Diziyle Abrams'ın ilişkisi gidişatı belirleyecek kadar derin değil yalnız. Sadece ilk üç bölümün yapımcılığını üstlendi kendisi. Dizinin yaratıcısı Eric Kripke, yönetmeni ise çoğu yabancı dizide olduğu gibi sürekli değişiyor.
Yaşasın!
Ne kadar da ideolojik yaklaşıyoruz birbirimize.

Çevrimdışı Denaro Forbin

  • *****
  • 2114
  • Rom: 54
    • Profili Görüntüle
    • Bilimkurgu Kulübü
Ynt: Revolution
« Yanıtla #12 : 14 Nisan 2013, 17:23:21 »
Revolution izlerken birkaç ince detay yakaladım. Burada da paylaşmak istedim.

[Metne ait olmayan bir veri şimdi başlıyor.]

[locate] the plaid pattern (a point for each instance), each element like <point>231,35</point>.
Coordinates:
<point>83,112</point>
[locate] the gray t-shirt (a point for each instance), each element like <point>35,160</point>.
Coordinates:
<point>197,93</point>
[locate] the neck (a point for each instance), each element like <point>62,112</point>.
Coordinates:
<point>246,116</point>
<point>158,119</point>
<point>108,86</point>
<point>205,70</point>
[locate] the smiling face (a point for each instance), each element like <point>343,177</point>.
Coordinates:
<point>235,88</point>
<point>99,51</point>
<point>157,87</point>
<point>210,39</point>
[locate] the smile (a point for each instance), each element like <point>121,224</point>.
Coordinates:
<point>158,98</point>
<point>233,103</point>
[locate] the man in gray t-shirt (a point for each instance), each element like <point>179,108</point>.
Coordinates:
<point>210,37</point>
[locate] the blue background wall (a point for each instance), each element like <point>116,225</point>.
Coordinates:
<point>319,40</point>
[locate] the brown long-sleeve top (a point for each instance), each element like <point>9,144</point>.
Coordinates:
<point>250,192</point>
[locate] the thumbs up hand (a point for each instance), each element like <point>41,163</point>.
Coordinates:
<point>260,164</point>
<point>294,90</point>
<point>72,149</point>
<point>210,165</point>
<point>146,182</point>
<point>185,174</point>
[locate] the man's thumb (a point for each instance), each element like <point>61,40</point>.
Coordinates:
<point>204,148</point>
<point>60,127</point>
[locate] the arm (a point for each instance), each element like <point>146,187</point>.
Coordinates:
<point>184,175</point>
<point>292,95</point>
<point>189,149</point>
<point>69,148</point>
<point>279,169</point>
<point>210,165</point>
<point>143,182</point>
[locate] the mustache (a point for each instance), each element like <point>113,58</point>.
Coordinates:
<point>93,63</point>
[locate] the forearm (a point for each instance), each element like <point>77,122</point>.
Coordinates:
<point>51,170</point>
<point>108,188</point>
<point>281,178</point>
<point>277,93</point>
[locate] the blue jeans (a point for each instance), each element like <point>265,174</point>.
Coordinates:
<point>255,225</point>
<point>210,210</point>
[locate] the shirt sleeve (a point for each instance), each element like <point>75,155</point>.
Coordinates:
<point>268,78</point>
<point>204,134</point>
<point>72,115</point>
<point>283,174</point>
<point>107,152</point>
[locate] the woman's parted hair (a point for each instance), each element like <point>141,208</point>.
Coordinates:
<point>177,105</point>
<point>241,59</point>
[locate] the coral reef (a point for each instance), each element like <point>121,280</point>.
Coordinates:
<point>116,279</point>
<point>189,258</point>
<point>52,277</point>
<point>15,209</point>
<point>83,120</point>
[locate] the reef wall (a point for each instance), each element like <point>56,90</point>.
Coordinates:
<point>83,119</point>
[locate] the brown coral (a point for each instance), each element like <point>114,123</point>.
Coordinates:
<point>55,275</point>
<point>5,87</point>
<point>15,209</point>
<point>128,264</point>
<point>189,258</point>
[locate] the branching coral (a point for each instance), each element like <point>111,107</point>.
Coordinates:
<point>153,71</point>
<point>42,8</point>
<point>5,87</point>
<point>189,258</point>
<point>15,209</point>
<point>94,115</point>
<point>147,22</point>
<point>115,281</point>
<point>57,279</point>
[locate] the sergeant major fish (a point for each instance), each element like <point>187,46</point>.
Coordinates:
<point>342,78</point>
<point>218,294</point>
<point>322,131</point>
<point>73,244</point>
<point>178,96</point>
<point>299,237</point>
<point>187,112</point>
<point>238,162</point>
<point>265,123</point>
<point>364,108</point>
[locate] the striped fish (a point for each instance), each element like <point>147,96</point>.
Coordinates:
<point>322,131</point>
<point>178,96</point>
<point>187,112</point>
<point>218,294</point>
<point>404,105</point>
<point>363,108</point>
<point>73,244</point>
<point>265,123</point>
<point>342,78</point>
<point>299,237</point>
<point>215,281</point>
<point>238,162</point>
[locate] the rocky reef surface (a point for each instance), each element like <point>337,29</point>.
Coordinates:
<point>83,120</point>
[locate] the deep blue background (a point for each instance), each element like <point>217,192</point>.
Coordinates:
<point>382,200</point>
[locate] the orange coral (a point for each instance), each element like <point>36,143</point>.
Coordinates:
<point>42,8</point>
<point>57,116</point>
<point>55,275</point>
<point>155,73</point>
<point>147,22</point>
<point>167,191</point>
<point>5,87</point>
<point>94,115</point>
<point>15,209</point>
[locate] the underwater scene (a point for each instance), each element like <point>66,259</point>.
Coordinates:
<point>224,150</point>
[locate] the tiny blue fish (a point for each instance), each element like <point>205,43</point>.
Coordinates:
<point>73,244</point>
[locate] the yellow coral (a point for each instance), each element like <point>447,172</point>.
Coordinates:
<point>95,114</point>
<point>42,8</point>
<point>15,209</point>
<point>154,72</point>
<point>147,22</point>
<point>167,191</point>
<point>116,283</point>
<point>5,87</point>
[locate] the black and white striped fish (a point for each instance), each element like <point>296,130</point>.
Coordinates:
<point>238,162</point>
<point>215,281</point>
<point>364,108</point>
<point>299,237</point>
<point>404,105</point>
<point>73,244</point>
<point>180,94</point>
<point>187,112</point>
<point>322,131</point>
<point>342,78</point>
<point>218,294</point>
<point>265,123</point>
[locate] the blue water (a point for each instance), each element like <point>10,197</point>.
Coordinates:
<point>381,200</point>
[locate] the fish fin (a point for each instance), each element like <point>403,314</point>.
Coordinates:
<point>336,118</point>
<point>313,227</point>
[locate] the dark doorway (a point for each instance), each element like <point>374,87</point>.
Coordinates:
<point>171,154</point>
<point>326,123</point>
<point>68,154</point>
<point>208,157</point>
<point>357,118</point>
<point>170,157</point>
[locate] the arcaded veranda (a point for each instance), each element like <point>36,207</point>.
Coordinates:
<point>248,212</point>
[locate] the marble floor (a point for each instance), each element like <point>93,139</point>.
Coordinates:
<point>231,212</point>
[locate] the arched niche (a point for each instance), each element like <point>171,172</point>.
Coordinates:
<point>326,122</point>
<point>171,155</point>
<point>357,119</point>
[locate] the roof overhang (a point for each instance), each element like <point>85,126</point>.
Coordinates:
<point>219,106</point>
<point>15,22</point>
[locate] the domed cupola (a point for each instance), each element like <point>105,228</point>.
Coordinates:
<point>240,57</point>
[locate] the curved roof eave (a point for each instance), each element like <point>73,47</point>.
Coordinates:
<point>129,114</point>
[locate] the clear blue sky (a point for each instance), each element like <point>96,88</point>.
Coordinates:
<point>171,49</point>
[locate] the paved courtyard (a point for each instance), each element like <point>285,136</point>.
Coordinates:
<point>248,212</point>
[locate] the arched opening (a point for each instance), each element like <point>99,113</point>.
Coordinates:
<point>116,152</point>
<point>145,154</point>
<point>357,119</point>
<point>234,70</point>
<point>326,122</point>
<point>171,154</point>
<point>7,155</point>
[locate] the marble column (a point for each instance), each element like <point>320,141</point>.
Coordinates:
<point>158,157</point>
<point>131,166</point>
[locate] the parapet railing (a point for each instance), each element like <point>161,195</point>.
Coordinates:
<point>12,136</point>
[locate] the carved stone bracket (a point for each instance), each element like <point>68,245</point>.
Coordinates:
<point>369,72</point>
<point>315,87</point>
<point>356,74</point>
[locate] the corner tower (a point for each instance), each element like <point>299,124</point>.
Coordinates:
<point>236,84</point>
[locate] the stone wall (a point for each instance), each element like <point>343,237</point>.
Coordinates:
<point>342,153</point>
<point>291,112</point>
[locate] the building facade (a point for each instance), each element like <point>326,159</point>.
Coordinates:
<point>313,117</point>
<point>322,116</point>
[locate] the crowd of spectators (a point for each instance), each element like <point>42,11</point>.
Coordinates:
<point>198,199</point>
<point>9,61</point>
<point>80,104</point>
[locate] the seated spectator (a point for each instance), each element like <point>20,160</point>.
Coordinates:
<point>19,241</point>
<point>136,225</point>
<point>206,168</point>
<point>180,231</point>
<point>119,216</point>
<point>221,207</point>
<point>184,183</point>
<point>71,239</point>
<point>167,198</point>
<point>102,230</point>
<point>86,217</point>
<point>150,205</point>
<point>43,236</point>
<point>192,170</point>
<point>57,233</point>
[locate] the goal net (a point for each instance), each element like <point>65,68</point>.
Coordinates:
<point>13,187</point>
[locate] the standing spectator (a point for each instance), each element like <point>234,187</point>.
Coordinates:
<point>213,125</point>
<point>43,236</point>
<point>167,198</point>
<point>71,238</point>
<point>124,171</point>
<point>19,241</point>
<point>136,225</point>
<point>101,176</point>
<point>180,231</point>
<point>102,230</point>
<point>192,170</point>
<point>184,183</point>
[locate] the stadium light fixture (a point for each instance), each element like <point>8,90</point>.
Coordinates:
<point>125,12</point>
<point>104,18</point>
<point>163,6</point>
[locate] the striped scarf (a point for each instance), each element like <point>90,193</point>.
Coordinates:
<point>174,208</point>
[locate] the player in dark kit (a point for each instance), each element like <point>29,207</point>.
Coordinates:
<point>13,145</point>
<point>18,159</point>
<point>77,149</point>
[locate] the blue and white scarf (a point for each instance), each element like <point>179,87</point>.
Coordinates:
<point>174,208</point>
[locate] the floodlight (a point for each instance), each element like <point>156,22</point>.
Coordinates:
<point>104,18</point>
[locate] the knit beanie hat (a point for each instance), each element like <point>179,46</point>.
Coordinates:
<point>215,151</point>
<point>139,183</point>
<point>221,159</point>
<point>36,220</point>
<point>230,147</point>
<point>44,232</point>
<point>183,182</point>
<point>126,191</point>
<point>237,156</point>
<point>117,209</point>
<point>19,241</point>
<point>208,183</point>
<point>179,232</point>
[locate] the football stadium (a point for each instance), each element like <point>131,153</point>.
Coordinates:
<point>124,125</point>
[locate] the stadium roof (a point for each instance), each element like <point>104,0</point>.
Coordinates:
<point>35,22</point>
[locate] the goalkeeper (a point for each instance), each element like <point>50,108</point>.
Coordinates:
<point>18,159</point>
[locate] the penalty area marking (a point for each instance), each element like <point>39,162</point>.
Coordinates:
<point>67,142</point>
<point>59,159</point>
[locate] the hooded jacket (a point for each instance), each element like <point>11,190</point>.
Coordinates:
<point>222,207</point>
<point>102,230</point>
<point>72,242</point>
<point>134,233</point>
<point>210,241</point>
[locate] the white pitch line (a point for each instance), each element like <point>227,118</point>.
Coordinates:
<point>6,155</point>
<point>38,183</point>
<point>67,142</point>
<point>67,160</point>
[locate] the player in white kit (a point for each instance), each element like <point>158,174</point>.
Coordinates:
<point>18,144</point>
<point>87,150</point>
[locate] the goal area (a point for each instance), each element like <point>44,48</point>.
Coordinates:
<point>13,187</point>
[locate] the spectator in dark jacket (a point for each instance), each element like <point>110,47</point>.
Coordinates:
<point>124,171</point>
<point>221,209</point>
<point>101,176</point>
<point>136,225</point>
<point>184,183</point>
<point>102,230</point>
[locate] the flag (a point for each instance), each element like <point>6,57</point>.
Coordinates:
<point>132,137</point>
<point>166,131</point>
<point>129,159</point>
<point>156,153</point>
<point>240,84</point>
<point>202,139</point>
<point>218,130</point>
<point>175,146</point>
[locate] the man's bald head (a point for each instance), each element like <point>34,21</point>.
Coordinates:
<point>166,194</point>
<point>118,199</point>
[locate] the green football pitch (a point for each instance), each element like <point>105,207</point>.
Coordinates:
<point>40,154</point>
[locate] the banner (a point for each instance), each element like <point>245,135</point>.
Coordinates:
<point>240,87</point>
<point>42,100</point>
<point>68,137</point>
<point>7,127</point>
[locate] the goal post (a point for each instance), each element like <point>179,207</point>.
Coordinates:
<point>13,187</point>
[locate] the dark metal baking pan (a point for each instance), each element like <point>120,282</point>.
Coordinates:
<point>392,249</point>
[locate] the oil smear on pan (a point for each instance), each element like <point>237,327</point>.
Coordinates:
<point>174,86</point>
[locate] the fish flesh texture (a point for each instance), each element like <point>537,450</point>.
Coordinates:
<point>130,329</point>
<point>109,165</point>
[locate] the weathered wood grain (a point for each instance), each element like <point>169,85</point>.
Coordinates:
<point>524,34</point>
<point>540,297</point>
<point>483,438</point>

İlk resim 1x5'ten. Elektrik olmadığından büyük ihtimalle o dönemde elle çoğaltılan Harry Potter and the Deathly Hallows kitabının kapağı.

Spoiler: Göster


2.resim 1x8'den. Replik tanıdık geldi mi? Sebastian "Bass" Monroe adlı karakterin buradaki repliği bana anında Boromir'in Tek Yüzük için sarf ettiği sözleri hatırlattı.

Spoiler: Göster


3.resim ise 1x11'den. Kütüphanedeki Stephen King kitaplığını görünce ister istemez gülümsedim. Ve bunun bir tesadüf olduğunu da zannetmiyorum. Bilinçli olarak gösterildiğine inanıyorum. King ustaya selam ve sevgilerini iletmişler senaristler büyük ihtimalle.

Spoiler: Göster

Çevrimdışı Denaro Forbin

  • *****
  • 2114
  • Rom: 54
    • Profili Görüntüle
    • Bilimkurgu Kulübü
Ynt: Revolution
« Yanıtla #13 : 05 Haziran 2013, 00:14:38 »
Revolution da haftalık takip ettiğim diziler listesindedir. Tıpkı Arrow'da olduğu gibi Revolution'ın yeni bölümlerini de iple falan çekmiyorum. Yeni bölüm çıktıkça izlerim o kadar. Aslında ilk başlarda iyiydi, hatta kim ne derse desin ilk 10 bölüm itibarıyla ben her zaman savundum diziyi ama artık öyle bir raddeye getirdiler ki (özellikle verilen aradan sonra yayınlanan bölümler) sıkıcı olmaya, kendini tekrar etmeye başladı.

Milisler kaçar asiler kovalar. Asiler kaçar milisler kovalar. Arada çatışma olur. Miles ve Bass kavga eder. Ve karakterlerimizin başı ne zaman sıkışsa Miles bir hızır gibi yetişir adeta!

Evet, bir üstteki paragraf dizinin genel özetidir. Revolution artık bu tekrarlardan ibarettir.

İbaretti.

Sezon finalinde bu durum değişir gibi oldu. Bunun sinyallerini aldık. 20.bölümle beraber dizi sezon arasına girdi ve sağlam bölümdü, yiğidi öldür hakkını yeme demişler.

Şimdi tek temennim 2.sezonda güzel bir senaryoyla dönüş yapmaları. Gül gibi konu bulmuşlar, dizi ilk sezondaki gibi basit bir senaryoyla geri dönerse ekranlara çok üzülürüm

Çevrimdışı Ira Arel

  • **
  • 198
  • Rom: 0
    • Profili Görüntüle
Ynt: Revolution
« Yanıtla #14 : 09 Haziran 2013, 05:36:22 »
Yarı sıkıcı yarı heyecanlı bi dizi, finaline kadar izledim.
Dediğin gibi aradan sonra hep kendini tekrar etti. Monroe'yi adamları bi anda sattı, o da ayrı bir saçmalık.
"Bize aslında kim olduğumuzu göstren şey yeteneklerimizden çok SEÇİMLERİMİZ'dir."